To relate the altitude, angle, and time, we can use the concept of similar triangles. The altitude, h, can be related to the observed apparent size of the airplane. Since the angle θ is small, we can approximate the tangent of the angle as the angle itself.
Therefore, we have the equation:
tan(θ) = h / d
where d is the distance between the observer and the airplane.
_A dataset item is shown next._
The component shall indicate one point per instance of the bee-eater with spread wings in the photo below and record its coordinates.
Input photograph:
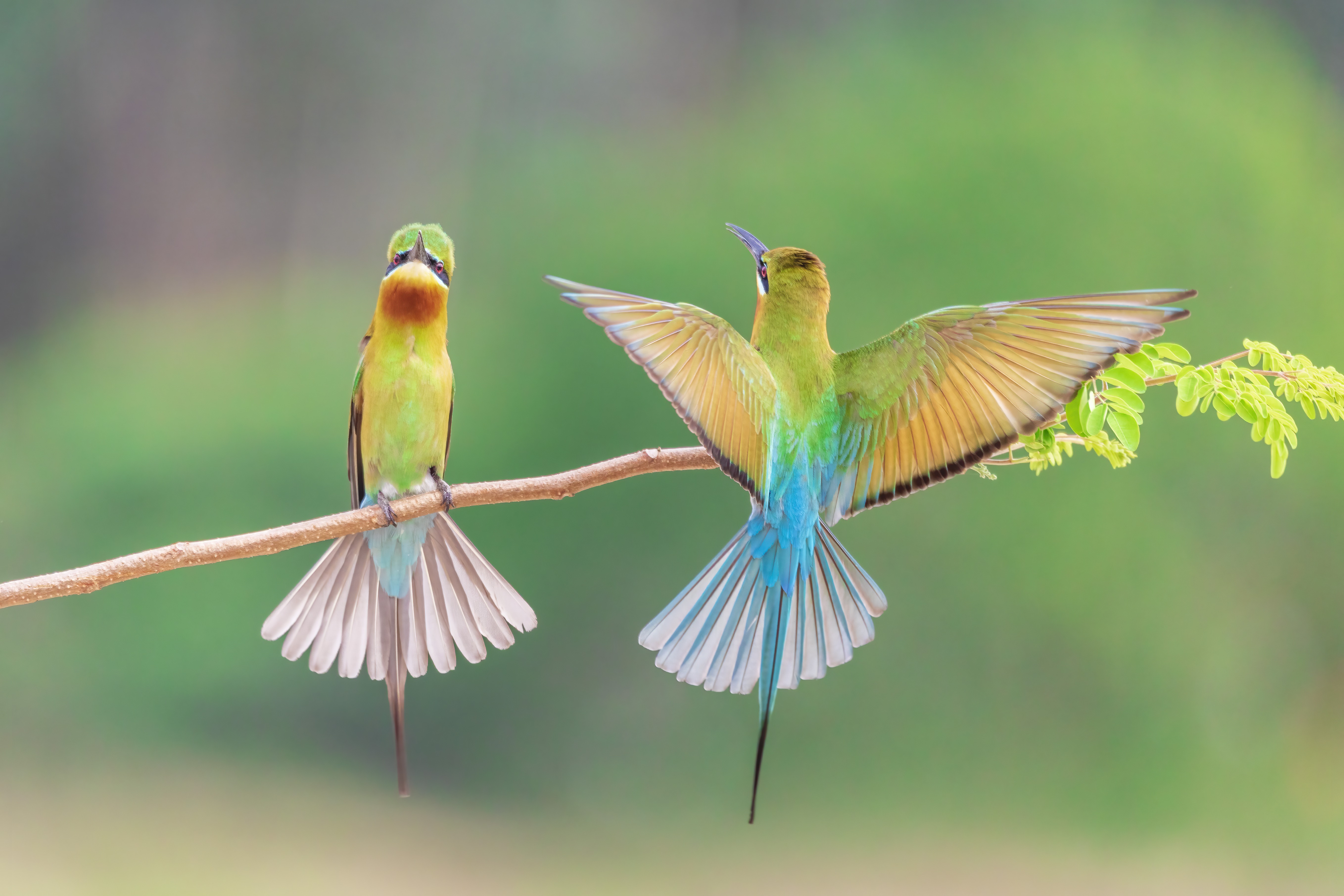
(401, 596)
(818, 437)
Note that d will change with time.
Now we need to relate the angle θ with time. The rate of change of θ with respect to time is given: dθ/dt = 34.3 radians per hour.
Differentiating the equation tan(θ) = h / d with respect to time (t), we get:
sec²(θ) * dθ/dt = -h / d² * dd/dt
Since sec²(θ) = 1 + tan²(θ), we can simplify the equation to:
(1 + tan²(θ)) * dθ/dt = -h / d² * dd/dt
Substituting the values we have, we get:
(1 + tan²(0.94)) * 34.3 = -30,000 / d² * dd/dt
Now we can solve for dd/dt, the rate of change of distance with respect to time:
dd/dt = [(1 + tan²(0.94)) * 34.3 / -30,000] * d²
Integrating both sides of the equation with respect to time, we get:
∫ dd/dt dt = ∫ [(1 + tan²(0.94)) * 34.3 / -30,000] * d² dt
Simplifying, we have:
d = [(1 + tan²(0.94)) * 34.3 / -30,000] * t + C
Where C is the constant of integration. Since at t = 0, d = 0 (the observer and the airplane are at the same point), we can find the value of C:
0 = [(1 + tan²(0.94)) * 34.3 / -30,000] * 0 + C
C = 0
Now we can find d in terms of t:
d = [(1 + tan²(0.94)) * 34.3 / -30,000] * t
To find v, we need to differentiate d with respect to t:
dv/dt = [(1 + tan²(0.94)) * 34.3 / -30,000]
dv/dt = 0.0359 radians per hour
Finally, we need to convert dv/dt to miles per hour. Since 1 hour is equal to 3600 seconds and there are 2π radians in a full circle, we have:
dv/dt in miles per hour = (0.0359 radians per hour) * (2π * 3960 miles) / (2π)
dv/dt = 71.52 miles per hour
Therefore, the speed of the plane at this time is approximately 71.52 miles per hour.